SportsCatch
EN

Gaz lacrymogène et 39 arrestations à Paris lors des affrontements entre supporters du PSG et policiers pendant la finale de Ligue des Champions

La police antiémeute française a utilisé du gaz lacrymogène et procédé à 39 arrestations dans le centre de Paris alors que des milliers de supporters du PSG s'affrontaient aux forces de l'ordre pendant la finale de Ligue des Champions contre Arsenal à Budapest.

2 min de lecture
Gaz lacrymogène et 39 arrestations à Paris lors des affrontements entre supporters du PSG et policiers pendant la finale de Ligue des Champions
Partager

La police antiémeute française a utilisé du gaz lacrymogène et des charges de matraque contre les supporters du PSG dans le centre de Paris samedi lors de troubles qui ont éclaté dans toute la ville pendant la finale de Ligue des Champions contre Arsenal à Budapest. Trente-neuf personnes ont été arrêtées et environ 1 600 ont été interpellées et fouillées, avec des armes et des feux d’artifice parmi les objets saisis par les forces de l’ordre.

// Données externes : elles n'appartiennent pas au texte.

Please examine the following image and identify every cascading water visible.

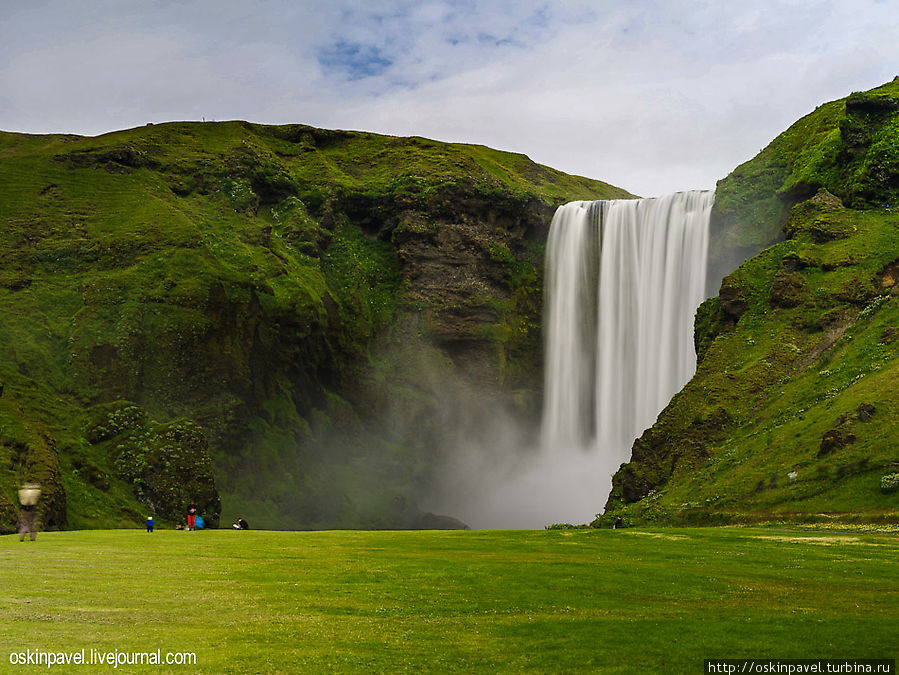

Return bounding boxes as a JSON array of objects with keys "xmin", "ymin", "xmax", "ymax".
[
  {"xmin": 542, "ymin": 191, "xmax": 714, "ymax": 476},
  {"xmin": 429, "ymin": 192, "xmax": 714, "ymax": 528}
]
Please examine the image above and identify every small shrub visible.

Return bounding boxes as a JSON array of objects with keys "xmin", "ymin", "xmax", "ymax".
[{"xmin": 880, "ymin": 473, "xmax": 899, "ymax": 494}]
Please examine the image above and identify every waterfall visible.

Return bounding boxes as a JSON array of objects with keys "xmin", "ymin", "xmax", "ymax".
[{"xmin": 542, "ymin": 191, "xmax": 714, "ymax": 470}]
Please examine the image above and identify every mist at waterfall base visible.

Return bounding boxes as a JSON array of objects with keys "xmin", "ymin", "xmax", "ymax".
[{"xmin": 426, "ymin": 191, "xmax": 714, "ymax": 529}]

Les troubles les plus importants se sont concentrés dans la zone du Châtelet, entre la cathédrale Notre-Dame et le Louvre, où de grandes foules s’étaient rassemblées pour regarder le match sur des écrans à l’extérieur de bars et de cafés dans une chaleur étouffante. « Les troubles ont commencé dès qu’Arsenal a marqué un but à zéro », a déclaré un témoin. « Des chaises et des bouteilles ont été jetées à la police, qui s’est alors avancée pour procéder à des arrestations. »

Kai Havertz avait donné l’avance à Arsenal à Budapest après seulement cinq minutes, et des vidéos partagées sur les réseaux sociaux ont montré des supporters près du stade du Parc des Princes se disperser alors que la police intervenait. Des rapports indiquaient que des supporters avaient lancé des feux d’artifice en direction des policiers avant que du gaz lacrymogène ne soit déployé en réaction.

D’autres affrontements ont éclaté plus tard dans la soirée, notamment près de la Rue de Rivoli, où certains supporters du PSG ont grimpé sur des échafaudages d’un immeuble avant que les policiers n’interviennent. Certains cafés qui ont éteint leurs téléviseurs ont également provoqué de nouveaux affrontements.

Environ 5 000 policiers et gendarmes avaient été déployés à travers Paris avant la finale. Malgré cette présence importante, la violence s’est propagée à plusieurs endroits de la capitale au fur et à mesure de la progression du match.

Ces scènes font écho aux troubles de l’année précédente, lorsque le PSG avait battu Arsenal pour se qualifier pour la finale et que des émeutes avaient éclaté à Paris et dans d’autres régions de France. La conclusion de cette campagne avait été encore plus grave: la victoire en titre du PSG avait été suivie de deux décès et d’environ 500 arrestations lors des troubles d’après-match. Une voiture avait également foncé dans un groupe de supporters près des Champs-Élysées lors de ces perturbations.

Les autorités françaises ont à plusieurs reprises signalé la violence liée au football comme une préoccupation croissante. Quarante-trois personnes avaient été arrêtées lors du choc en demi-finale entre les deux mêmes clubs un an plus tôt, soulignant un schéma de troubles liés aux matchs à enjeux du PSG.